Caleb Brantley Is the First Player to Take NFL’s High-Risk Opt-Out of Season During COVID-19
Players who choose the high-risk opt-out option will receive a $350,000 stipend and their contract will be pushed to the following year
A member of the Washington Football Team has become the first NFL player to elect the high-risk opt-out option for the upcoming season, according to the NFL transaction wire.
Defensive lineman Caleb Brantley will sit out the 2020 NFL season as he qualifies as "higher-risk" health-wise amid the coronavirus pandemic, the Washington Post reported.
While some players have already decided to voluntarily opt out of the season, the league is allowing negotiated deals for players who are "high-risk," which the NFL deems as being diagnosed with one of 15 different illnesses including sickle cell disease, cancer, hypertension, or high blood pressure.
Players who choose the high-risk opt-out option will receive a $350,000 stipend for the season and their contracts will be tolled until the following season, the NFL said. These players will also receive an accrued season toward free agency and benefits and salary credit for a credited season.
Voluntary opt-outs will receive a $150,000 salary advance and their contract will toll as well.
Any player who chooses to opt out of the 2020 season is required to inform their team within seven days of the deal being finalized.

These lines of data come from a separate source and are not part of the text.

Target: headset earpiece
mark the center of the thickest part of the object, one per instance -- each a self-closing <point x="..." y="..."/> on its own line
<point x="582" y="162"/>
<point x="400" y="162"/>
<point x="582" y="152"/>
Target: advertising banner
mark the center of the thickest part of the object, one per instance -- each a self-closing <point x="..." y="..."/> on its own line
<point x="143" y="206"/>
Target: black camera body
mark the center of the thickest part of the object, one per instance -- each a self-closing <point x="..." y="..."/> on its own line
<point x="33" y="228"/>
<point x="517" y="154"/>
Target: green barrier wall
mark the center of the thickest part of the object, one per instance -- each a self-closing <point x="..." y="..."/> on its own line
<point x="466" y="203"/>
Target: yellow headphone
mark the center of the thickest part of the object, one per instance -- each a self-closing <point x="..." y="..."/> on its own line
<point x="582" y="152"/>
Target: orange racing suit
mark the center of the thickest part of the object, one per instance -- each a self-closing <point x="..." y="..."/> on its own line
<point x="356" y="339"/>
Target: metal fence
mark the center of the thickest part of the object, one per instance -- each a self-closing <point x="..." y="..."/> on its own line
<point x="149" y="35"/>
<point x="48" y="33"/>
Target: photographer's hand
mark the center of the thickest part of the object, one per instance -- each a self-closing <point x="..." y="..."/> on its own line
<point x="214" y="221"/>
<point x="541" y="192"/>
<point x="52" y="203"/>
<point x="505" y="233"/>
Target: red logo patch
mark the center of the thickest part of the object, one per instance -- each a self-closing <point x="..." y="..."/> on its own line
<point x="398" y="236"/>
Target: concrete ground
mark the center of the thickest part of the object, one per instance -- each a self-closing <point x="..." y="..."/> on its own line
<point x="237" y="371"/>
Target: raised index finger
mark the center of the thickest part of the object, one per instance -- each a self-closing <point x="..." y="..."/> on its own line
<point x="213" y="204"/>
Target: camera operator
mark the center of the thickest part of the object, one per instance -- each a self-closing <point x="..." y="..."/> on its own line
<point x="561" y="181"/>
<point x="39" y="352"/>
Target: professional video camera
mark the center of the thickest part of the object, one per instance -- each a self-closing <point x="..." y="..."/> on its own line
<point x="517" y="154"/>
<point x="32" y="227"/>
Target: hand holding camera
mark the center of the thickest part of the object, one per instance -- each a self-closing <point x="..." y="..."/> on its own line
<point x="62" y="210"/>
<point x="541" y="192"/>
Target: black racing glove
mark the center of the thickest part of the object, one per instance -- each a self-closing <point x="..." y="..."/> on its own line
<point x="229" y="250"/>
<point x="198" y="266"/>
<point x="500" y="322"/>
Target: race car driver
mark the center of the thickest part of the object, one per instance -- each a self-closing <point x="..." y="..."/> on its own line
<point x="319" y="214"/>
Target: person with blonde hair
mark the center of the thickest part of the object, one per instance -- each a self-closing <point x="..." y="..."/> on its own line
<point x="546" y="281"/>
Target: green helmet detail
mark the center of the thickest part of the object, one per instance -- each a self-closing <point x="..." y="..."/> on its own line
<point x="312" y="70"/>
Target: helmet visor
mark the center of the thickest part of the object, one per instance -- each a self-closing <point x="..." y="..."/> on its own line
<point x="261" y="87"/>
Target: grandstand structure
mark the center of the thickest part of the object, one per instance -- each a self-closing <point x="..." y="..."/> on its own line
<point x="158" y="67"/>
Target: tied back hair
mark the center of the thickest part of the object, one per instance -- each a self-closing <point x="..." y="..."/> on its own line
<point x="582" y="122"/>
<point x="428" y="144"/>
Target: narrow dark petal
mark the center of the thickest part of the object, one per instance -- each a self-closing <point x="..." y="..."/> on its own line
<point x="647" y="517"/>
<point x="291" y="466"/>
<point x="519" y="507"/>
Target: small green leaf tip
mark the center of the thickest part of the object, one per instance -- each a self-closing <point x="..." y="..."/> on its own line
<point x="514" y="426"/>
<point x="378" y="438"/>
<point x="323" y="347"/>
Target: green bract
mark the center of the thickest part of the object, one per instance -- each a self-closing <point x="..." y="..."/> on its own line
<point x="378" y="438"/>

According to NBC Sports, Brantley re-signed with the Washington Football Team in March for $750,000.
On Friday, Kansas City Chiefs star Laurent Duvernay-Tardif became the first NFL player to announce he would be voluntarily sitting out the season.
The offensive lineman shared a statement on Twitter, explaining that while the Chiefs' medical staff have "put together a strong plan to minimize the health risks associated with COVID-19," he is uncomfortable knowing that "some risks will remain."
"Being at the frontline during this offseason has given me a different perspective on the pandemic and the stress it puts on individuals and our healthcare system," Duvernay-Tardif shared. "I cannot allow myself to potentially transmit the virus in our communities simply to play the sport that I love. If I am to take risks, I will do it caring for patients."
Shortly after the Duvernay-Tardif news, Maurice Canady (Dallas Cowboys), Chance Warmack (Seattle Seahawks), De'Anthony Thomas (Baltimore Ravens) and Danny Vitale (New England Patriots) followed suit and announced their decisions not play in the upcoming NFL season.